To minimize pages processed and/or time spent crawling, you can limit the number of pages processed in a crawl using the “Max Pages to Process” setting (and the pages crawled using “Max Pages to Crawl”). Typically this will prioritize most of the new content from a site. If you include multiple seed URLs — for example, the main pages of a news site’s subsections — this will be even more focused on the new content from various areas of a larger site.

If you are only interested in getting new content on a regular basis, one Crawlbot trick is to do the following:

  1. Initially, set your crawl up to process a medium number of pages using the “Maximum Pages to Process” value, e.g. 1000.
  2. Set your crawl to repeat daily, and to “only process new pages.”
  3. After the initial round completes, change your “Maximum Pages to Process” to a smaller number (depending on the amount of content you expect on a daily basis from the site). For a site that publishes ~20 articles a day, set it to 25. For a site that publishes 200, set it to 250.
  4. Then Crawlbot will look for only new pages — up to your smaller number — each day thereafter, and you can use the Search API or date filters to ensure that the content you use is only the most recent by date.

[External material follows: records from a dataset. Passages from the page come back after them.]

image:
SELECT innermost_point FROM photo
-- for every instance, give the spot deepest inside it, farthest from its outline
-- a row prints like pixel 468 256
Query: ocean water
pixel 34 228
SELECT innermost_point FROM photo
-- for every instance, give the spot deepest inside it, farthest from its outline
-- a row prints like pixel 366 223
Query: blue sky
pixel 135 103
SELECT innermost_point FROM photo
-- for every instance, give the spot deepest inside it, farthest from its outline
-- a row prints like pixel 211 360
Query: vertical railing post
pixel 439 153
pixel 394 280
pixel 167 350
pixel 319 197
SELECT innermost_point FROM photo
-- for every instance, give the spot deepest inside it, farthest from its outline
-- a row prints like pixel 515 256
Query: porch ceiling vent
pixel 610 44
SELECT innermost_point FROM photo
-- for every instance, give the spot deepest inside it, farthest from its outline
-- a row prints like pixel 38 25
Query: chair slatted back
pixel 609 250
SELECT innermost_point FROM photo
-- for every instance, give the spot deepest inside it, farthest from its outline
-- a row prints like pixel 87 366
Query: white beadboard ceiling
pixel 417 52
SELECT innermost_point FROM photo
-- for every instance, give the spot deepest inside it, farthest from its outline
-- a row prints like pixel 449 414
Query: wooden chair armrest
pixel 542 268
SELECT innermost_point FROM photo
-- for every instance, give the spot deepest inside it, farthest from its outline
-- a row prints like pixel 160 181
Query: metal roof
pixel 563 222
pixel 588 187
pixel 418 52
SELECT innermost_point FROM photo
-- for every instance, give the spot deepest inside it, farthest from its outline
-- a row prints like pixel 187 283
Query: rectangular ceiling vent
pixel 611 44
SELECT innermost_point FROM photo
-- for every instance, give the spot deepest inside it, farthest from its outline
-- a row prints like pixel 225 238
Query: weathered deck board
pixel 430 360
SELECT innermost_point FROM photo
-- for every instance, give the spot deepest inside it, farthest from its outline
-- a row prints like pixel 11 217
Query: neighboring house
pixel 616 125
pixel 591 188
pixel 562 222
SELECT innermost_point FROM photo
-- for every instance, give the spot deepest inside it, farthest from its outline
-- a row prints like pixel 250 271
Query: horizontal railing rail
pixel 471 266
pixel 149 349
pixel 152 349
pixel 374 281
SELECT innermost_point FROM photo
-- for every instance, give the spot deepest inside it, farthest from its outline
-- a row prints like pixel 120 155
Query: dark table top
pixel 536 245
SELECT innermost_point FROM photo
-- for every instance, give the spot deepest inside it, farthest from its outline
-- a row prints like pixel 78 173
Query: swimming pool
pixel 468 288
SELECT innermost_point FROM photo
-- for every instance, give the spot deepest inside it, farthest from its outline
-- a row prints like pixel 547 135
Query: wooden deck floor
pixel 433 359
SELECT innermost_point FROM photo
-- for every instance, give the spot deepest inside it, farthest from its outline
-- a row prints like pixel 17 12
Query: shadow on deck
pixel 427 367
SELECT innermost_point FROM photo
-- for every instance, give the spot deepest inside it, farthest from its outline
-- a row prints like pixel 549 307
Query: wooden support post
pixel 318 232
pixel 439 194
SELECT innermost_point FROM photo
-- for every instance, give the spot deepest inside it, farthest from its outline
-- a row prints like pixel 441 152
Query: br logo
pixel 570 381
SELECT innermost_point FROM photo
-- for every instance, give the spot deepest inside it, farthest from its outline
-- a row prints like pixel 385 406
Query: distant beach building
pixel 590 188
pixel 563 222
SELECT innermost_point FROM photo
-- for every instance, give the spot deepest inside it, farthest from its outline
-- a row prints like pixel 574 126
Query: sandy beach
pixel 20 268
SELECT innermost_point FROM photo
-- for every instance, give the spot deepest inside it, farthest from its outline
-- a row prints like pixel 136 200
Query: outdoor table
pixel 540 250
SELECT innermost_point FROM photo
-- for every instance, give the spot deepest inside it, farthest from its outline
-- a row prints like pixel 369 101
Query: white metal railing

Use the maxHops Parameter to Limit the Depth of Your Crawl

The maxHops parameter controls the depth of your crawl. For instance, a value of 1 will spider all outlinks from your seed URL(s), but will prevent Crawlbot from following any other links beyond these original outlinks. A value of 2 will go two layers deep within the site. A value of 0 will only crawl the seed URL(s).

On a news site with numerous category or section pages you can make the category/section pages your seed URLs, and set maxHops to 0 prevent any crawling into the site; only links directly on these seeds will be analyzed/processed. By repeating your crawl regularly (and setting it to “Only Process New Pages”), you can ensure that only the latest content (at least the content that is linked-to from these section pages) is being extracted.